The start of this month saw the launch of a new type of individual savings account (ISA), the NISA.
According to Lloyd Davies, financial adviser at Aberdeen-based financial advice firm Central Investment, the changes could significantly increase savers’ annual ISA allowances.
In the 2014-15 tax year, individuals can invest £11,880 into an ISA. The whole investment can be in a stocks and shares ISA, or up to 50% can be put into a cash ISA.
The balance of a cash ISA can be transferred to a stocks and shares ISA but not vice-versa.
So what changed on July 1?
All ISAs – existing or not – will become new ISAs (NISAs).
NISAs come with more flexibility – there is an increased limit of £15,000 which can be saved into a cash NISA or stocks and shares NISA.
Some people may prefer a combination of the two which comes with the ability to transfer from cash to stocks and shares.
Savers can hold cash tax-free within their stocks and shares NISA.
Anyone who wishes to, and can afford to save in a tax-efficient environment will welcome an increase in the NISA allowance.
Those who have only ever used the cash element will significantly increase their total annual allowance.

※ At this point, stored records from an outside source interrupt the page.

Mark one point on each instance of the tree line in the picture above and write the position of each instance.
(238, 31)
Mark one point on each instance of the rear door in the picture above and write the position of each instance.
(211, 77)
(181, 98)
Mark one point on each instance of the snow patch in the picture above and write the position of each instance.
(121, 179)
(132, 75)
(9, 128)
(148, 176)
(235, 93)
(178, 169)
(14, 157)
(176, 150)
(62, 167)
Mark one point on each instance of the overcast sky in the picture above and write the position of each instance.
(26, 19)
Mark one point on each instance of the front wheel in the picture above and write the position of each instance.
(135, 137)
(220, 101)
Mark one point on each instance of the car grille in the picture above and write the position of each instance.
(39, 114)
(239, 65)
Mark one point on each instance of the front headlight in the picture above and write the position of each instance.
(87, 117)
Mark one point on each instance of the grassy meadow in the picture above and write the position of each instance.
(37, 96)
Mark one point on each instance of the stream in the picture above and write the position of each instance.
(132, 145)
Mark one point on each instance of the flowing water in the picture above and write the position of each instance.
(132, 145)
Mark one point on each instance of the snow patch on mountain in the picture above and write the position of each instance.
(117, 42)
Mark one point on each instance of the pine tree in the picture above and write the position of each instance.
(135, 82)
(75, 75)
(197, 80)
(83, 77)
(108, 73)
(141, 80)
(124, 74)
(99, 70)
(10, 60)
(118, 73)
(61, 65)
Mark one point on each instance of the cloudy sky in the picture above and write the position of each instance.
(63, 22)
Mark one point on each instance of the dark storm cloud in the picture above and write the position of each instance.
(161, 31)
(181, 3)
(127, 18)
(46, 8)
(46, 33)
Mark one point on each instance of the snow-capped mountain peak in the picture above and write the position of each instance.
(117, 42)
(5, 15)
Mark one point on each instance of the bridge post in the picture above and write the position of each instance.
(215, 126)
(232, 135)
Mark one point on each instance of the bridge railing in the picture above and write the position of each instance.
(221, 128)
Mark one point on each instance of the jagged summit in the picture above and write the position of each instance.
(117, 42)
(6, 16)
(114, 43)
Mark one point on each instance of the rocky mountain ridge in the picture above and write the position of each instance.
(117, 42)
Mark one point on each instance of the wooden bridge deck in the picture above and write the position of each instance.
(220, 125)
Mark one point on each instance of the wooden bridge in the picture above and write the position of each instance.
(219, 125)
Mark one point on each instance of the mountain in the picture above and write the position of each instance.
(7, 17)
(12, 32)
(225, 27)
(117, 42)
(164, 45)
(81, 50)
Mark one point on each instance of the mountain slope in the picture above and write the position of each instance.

Mr Davies said: “Some savers are unwilling to take any capital risk, therefore, only use their cash ISA allowance.
“Some of them might have been prepared to accept capital risk previously had they known that they could transfer the balance of their plan into secure cash-based savings, while retaining the tax efficiency of their savings. The NISA rules allow this change to take place.”